January 17, 2000
by Marshall Haley, staff reporter
WOODINVILLE--Woodinville High School's math team is among the best in the state this year. They tied for fourth in a December test, one of six practice competitions sponsored by the Washington Mathematics League, leading to regional and state championship tests in mid-March and mid-April, respectively.
"We are so proud of this team," said high school principal Vicki Puckett. "Marv Cook (team coach) is an amazing math teacher." Cook singled out senior Brandon Clayton, a three-year math team member, and junior Yong-Hwa Lee as team leaders. The team has made it to state the past three years, but had not yet won a medal, placing 12th last year, Cook said.
Lee plays a major role in the team's chance to win its first state medal this year. She had one of six perfect scores among all state teams taking the latest test. Lee said her father, Han, gave her a competitive edge over most students, because he started teaching her math before she entered grade school in her native Korea.
Lee's parents, Han and Jung Lee of Woodinville, moved their family here in the summer of 1998 because they wanted to give Yong-Hwa and her sister Sehwa an opportunity for a better education. Yong-Hwa is making the most of the opportunity, maintaining a 4.0 GPA.
Lee took AP (Advanced Placement) calculus-I as a sophomore and scored a perfect "5" on the AP calculus-I test. Most students don't take calculus until their senior year. This year, she is taking AP courses in calculus-II, statistics, biology, U.S. history and Pre-AP English-11 (for juniors). Additionally, she is taking honors physics and chemistry.

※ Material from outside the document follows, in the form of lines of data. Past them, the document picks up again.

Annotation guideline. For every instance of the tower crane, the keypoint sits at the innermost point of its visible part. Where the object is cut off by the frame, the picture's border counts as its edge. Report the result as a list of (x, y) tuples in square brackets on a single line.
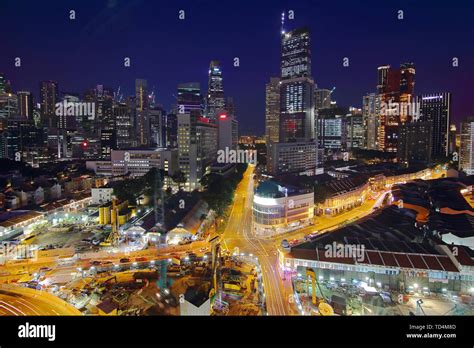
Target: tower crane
[(114, 236), (323, 306)]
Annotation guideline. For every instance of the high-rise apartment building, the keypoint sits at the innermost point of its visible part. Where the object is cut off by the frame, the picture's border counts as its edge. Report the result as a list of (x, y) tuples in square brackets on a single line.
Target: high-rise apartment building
[(25, 104), (49, 96), (436, 108), (189, 97), (197, 147), (466, 150), (296, 148), (414, 146)]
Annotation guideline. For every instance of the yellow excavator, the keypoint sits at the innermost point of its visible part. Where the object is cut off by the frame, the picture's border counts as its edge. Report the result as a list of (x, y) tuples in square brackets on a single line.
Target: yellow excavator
[(324, 308), (113, 237)]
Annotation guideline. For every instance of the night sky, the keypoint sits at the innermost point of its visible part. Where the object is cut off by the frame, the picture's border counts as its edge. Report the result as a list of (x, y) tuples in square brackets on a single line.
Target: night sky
[(166, 51)]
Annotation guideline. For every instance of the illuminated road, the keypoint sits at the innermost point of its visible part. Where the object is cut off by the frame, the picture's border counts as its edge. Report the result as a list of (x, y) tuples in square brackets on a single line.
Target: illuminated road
[(238, 234), (19, 301)]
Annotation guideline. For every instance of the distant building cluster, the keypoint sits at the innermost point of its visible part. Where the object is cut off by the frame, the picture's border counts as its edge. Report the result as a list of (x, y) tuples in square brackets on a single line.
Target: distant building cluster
[(118, 135)]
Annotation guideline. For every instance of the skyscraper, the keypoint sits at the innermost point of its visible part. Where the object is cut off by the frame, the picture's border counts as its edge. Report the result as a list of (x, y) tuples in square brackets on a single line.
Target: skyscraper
[(296, 148), (371, 115), (436, 108), (272, 117), (141, 89), (124, 128), (197, 147), (414, 145), (297, 88), (215, 95), (395, 88), (3, 83), (466, 150), (189, 97), (49, 96), (322, 98)]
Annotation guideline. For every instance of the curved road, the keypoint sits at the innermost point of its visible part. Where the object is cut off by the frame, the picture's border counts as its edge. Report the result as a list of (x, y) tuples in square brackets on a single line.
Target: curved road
[(238, 234), (19, 301)]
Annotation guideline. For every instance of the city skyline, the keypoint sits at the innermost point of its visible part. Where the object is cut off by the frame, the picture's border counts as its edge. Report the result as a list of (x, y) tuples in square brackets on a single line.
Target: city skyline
[(256, 53), (195, 159)]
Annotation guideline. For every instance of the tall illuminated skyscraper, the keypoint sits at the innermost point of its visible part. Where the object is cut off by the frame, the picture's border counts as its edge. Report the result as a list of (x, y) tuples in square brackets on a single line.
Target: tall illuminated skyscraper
[(49, 96), (215, 95), (25, 104), (466, 150), (436, 108), (189, 97), (296, 148)]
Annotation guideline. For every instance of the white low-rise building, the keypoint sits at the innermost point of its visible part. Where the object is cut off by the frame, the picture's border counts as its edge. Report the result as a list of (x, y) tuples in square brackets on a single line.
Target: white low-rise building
[(279, 209), (101, 195)]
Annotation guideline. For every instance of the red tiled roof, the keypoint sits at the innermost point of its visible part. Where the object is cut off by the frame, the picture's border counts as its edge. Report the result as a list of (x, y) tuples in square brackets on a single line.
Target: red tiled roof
[(403, 260), (462, 255)]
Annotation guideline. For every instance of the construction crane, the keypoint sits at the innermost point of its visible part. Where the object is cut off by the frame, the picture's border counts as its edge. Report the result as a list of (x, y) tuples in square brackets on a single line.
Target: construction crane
[(324, 308)]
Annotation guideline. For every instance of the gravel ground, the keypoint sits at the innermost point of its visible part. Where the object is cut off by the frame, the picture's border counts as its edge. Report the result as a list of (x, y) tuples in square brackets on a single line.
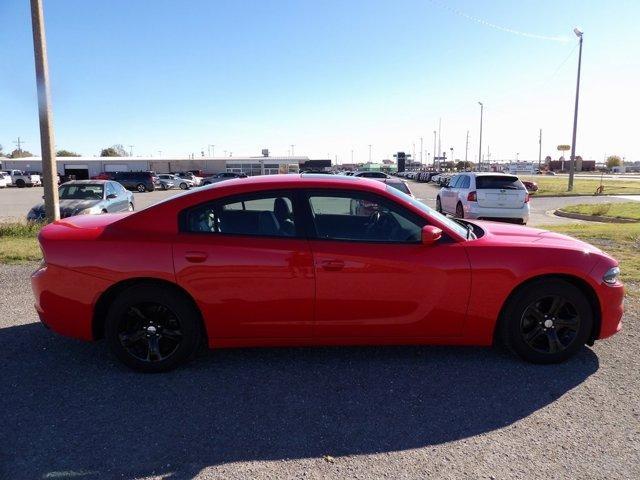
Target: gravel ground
[(68, 410)]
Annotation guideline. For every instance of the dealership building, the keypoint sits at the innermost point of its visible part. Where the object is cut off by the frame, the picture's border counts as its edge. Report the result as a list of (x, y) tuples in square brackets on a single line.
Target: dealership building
[(86, 167)]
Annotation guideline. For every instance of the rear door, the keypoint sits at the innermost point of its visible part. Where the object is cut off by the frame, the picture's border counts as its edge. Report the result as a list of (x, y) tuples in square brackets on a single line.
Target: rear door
[(248, 265), (500, 191), (374, 278)]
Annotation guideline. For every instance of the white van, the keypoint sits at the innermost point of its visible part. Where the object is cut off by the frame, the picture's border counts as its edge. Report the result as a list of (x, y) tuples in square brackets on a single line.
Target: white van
[(485, 196)]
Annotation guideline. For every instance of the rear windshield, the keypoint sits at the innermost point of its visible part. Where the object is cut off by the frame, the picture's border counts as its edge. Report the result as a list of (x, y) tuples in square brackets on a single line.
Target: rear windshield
[(498, 182)]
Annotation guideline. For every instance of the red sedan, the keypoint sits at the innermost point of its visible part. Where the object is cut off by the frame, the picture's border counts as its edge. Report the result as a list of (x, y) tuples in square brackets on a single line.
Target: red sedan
[(317, 260)]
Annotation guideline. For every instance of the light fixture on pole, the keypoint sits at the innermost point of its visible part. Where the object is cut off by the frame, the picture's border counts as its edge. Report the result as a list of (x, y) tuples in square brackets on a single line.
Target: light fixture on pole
[(480, 138), (572, 163)]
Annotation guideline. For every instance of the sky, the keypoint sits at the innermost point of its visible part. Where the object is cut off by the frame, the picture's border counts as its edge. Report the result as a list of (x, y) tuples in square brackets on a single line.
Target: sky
[(329, 76)]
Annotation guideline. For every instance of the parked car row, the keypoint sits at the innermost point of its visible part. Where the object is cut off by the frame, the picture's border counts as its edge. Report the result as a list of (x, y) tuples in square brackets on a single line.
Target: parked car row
[(88, 197), (20, 179)]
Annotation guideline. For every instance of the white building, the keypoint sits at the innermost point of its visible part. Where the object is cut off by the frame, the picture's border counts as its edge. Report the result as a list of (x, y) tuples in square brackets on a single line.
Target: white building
[(86, 167)]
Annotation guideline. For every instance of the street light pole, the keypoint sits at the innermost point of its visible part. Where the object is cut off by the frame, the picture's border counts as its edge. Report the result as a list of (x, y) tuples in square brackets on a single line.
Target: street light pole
[(480, 144), (572, 164), (47, 142)]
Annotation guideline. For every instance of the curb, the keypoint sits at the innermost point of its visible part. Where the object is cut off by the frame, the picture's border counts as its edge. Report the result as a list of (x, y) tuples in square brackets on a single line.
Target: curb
[(592, 218)]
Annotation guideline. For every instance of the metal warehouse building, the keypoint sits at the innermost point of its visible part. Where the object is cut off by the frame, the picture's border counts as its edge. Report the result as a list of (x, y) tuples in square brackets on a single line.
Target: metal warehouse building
[(86, 167)]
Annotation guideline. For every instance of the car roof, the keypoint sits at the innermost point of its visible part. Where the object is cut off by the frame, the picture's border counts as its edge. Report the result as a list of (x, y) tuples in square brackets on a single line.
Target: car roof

"AP placement tests are sponsored by the College Boards," said Cook. "They publish score results, giving colleges an extra factor by which to compare students during the admissions process. Yong-Hwa works very hard to excel at everything she does. She has just been here one year, and her English is already excellent."
Lee said her mother, a high school teacher of Korean literature in Korea, has always encouraged her to read a lot of books. Taking violin lessons for 11 years has also helped save Yong-Hwa from an overly dominant "right brain" (the analytical, math side). She now plays with the Seattle Youth Symphony.
Where will all this hard work lead?
"I would like to study cell biology or molecular biology and maybe do cancer research," said Lee. "That will be me!" she said to recent predictions that cancer will be cured in this century.
Lee's father didn't finally move to Woodinville until this November. A former Korean navy captain and marine engineer, in recent years he has worked in private industry, overseeing design and construction of Korean Navy submarines.
When not studying or playing violin, Lee likes to volunteer with John Markuson's City of Woodinville volunteer staff, which she started doing last March. She also volunteered 100 hours at the Seattle Aquarium last summer as a tour director. She conducted tours in English, and was assigned to lead Korean tourist groups.
Has she had any trouble adapting to American life?
"I don't understand why sports teams get the most attention in American high schools," Lee replied. "I think academic teams should receive equal attention and emphasis."
With Yong-Hwa leading this Falcon team, that could soon happen.